Qualcomm Snapdragon X (Nuvia/Oryon architecture)

Yeah, yes. :joy: Tim Cook did not shepherd. He just had some dumb luck. M1 was the natural extension of the non-defunct A x chips, which are themselves an extension of the A series, which really took off when Jim Keller made his mark at Apple. It was Keller’s brainchild, not Cook’s creation—full stop. The Apple CPU microarchitecture is one-to-one with its smartphone counterparts. The only distinguishing factors are scaling up in core counts and GPU core counts and additional I/O for laptop and notebook use. Who else is doing that? Hint: Oyron, also created by the top Apple chip engineers at Nuvia who had worked with Keller, in Snapdragon X and Snapdragon 8 Gen 4.
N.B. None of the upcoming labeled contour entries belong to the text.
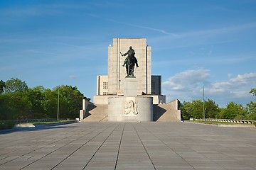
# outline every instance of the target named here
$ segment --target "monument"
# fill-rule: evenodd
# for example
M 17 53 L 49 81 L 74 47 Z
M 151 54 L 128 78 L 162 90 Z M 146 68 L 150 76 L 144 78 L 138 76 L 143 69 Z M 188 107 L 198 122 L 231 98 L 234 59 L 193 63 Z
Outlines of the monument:
M 134 76 L 134 66 L 139 67 L 135 51 L 129 47 L 128 52 L 122 56 L 125 59 L 127 76 L 124 81 L 124 96 L 108 98 L 109 121 L 152 121 L 153 98 L 138 96 L 138 81 Z
M 83 100 L 80 120 L 180 121 L 178 100 L 165 104 L 161 76 L 151 75 L 151 59 L 146 38 L 113 38 L 108 74 L 97 76 L 97 94 L 93 103 Z
M 122 55 L 123 52 L 127 52 Z M 132 76 L 126 69 L 127 58 L 132 57 L 137 61 L 132 72 L 137 80 L 137 96 L 153 97 L 154 104 L 166 103 L 166 96 L 161 95 L 161 76 L 151 73 L 151 47 L 146 45 L 146 39 L 113 38 L 108 47 L 108 74 L 97 76 L 95 104 L 108 104 L 109 97 L 124 95 L 125 77 Z

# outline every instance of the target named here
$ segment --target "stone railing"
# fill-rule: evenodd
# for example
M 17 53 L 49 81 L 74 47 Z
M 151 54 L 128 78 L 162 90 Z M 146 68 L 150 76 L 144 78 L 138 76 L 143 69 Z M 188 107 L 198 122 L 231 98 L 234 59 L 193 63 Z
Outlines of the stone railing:
M 215 119 L 215 118 L 206 118 L 198 119 L 198 120 L 206 120 L 206 121 L 215 121 L 215 122 L 227 122 L 227 123 L 245 123 L 245 124 L 253 124 L 256 120 L 231 120 L 231 119 Z
M 55 118 L 51 119 L 22 119 L 15 120 L 16 124 L 23 123 L 36 123 L 36 122 L 52 122 L 57 121 Z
The ol’ “Hifihedgehog hates Apple, Intel, etc. and loves AMD, Qualcomm” hit piece of ad hominem drivel. The truth be told, I used to love Intel back in the Core 2 days and owned Intel systems. I used to make fun of AMD FX and Bulldozer in tech circles all the time. The FX-8350 Black Edition was a dumpster fire. It had less than Intel Atom single-core performance and its only redeeming quality was that it was a 200W+ space heater. Qualcomm wasn’t exactly a favorite of mine either, and when I tried a Galaxy S4 because of a carrier deal, I absolutely hated it. You can check my comment history for the receipts. It was when I learned of Nuvia and Oyron several years ago, much as I did of Zen and Ryzen, from industry moles, that I was hyped for Snapdragon future microarchitecture. Note future. I couldn’t care a flipping flip flop about Qualcomm’s current stuff. Battery life is great, but the performance isn’t there yet.
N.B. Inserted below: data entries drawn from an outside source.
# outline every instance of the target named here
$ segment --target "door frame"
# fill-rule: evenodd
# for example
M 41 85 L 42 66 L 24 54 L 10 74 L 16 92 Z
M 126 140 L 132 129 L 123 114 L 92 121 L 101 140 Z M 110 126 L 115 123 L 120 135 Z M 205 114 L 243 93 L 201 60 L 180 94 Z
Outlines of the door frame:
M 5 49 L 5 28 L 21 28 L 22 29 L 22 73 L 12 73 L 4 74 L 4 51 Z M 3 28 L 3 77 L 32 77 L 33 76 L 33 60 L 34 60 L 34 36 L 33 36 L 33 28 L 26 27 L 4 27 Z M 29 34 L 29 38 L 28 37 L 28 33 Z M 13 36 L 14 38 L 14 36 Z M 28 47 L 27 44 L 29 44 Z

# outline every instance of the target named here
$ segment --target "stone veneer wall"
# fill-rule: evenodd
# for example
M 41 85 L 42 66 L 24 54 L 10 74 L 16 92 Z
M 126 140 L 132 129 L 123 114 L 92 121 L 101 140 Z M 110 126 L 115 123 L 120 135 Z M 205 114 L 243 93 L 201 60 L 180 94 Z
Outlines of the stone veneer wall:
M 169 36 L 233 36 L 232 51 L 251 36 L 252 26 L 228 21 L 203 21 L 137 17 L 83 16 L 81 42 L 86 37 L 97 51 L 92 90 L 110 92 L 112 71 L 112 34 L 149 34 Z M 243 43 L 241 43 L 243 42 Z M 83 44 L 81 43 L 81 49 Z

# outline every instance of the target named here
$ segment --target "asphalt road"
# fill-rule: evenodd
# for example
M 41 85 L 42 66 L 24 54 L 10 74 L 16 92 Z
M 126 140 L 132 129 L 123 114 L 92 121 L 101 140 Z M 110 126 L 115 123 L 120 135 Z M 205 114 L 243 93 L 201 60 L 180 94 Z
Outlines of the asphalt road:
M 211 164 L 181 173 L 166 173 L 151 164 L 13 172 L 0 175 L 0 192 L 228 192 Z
That’s not possible when Apple’s current IPC improvement last year was 1%, or within the margin of error. That’s the easiest bar in the world to clear when your competitor is at a virtual standstill. I guess you forgot about this post from several months ago. Apple lost their key chip engineers with the formation of Nuvia, and it really shows. You can’t argue with the math below that shows Apple’s chip performance now comes almost exclusively from the manufacturing process or die shrinks that enable higher clock speeds and virtually nothing else. If that doesn’t scream Intel Skylake 2.0, I don’t know what does. Performance leadership is always relative and a fast-moving target, and if you don’t push yourself hard, you’re going to fall behind no matter how strong your leadership was, and that’s Cook’s Apple.
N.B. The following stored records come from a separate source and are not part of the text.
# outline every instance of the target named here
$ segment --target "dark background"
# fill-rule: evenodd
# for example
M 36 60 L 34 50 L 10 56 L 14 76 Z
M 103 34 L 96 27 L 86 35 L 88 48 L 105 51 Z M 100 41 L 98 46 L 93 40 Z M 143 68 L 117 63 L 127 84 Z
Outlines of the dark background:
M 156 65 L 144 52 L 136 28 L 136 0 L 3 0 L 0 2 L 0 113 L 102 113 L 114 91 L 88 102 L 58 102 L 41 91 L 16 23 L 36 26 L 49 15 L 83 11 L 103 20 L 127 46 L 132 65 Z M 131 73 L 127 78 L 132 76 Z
Jobs hand-picked Cook for financials because he was the master of supply chain management, which is the game of all games of incrementalism where such bean counting mental patterns are well-suited. Cook, however, is a poor fit for the CEO’s chair because he lacks the passion and drive of a “mind going a million miles a minute” tech innovator. Technology bets–or lack thereof–take 5-10 years to see the gains and losses, so you need someone whose brain is diving into the details of all the possible technologies. Because Cook lacks the brains to know where to place the bets as Jobs would and is low energy as far as tech CEOs are concerned, we are now seeing the aftereffects of his lack of forethought with their processor’s IPC improvement literally coming to a standstill.

It means there is no improvement in the logical efficiency of their transistor design. It is almost purely clock speed from die shrinks, which is laughable for the world’s top valued company. The Apple hubris is going to be one huge fail in the next year when their performance leadership that Keller handed to them will have flipped and will be anything but.

I am on the fence about it. On the one hand, it is certainly far and away better than the Meta Quest 3, which is blurry and unrefined. On the other hand, it is still a VR headset that is further locked down by the Apple walled garden, has a distinct lack of applications and games, and a price that is a no-go for all but Mr. Pennybags. The excitement that I was seeing a month ago for Vision Pro has all but evaporated and has been replaced by reports of widespread returns due to the “new toy syndrome” wearing off. The Vision Pro’s biggest issue is that the hardware gets in the way of the outside world. Maybe in another 3 to 5 years, the designs will be significantly smaller and less Borg assimilation-like, so it is truly augmentative to feeling connected to the real world? Even Apple’s own marketing material shows Vision Pro owners as outsiders with the majority of people they interact with not having a Vision Pro. They have yet to make it feel so right and so natural like the iPhone did. My current position is, not now, but hopefully they make it make perfect sense in a pick-up-and-go way for everyday life.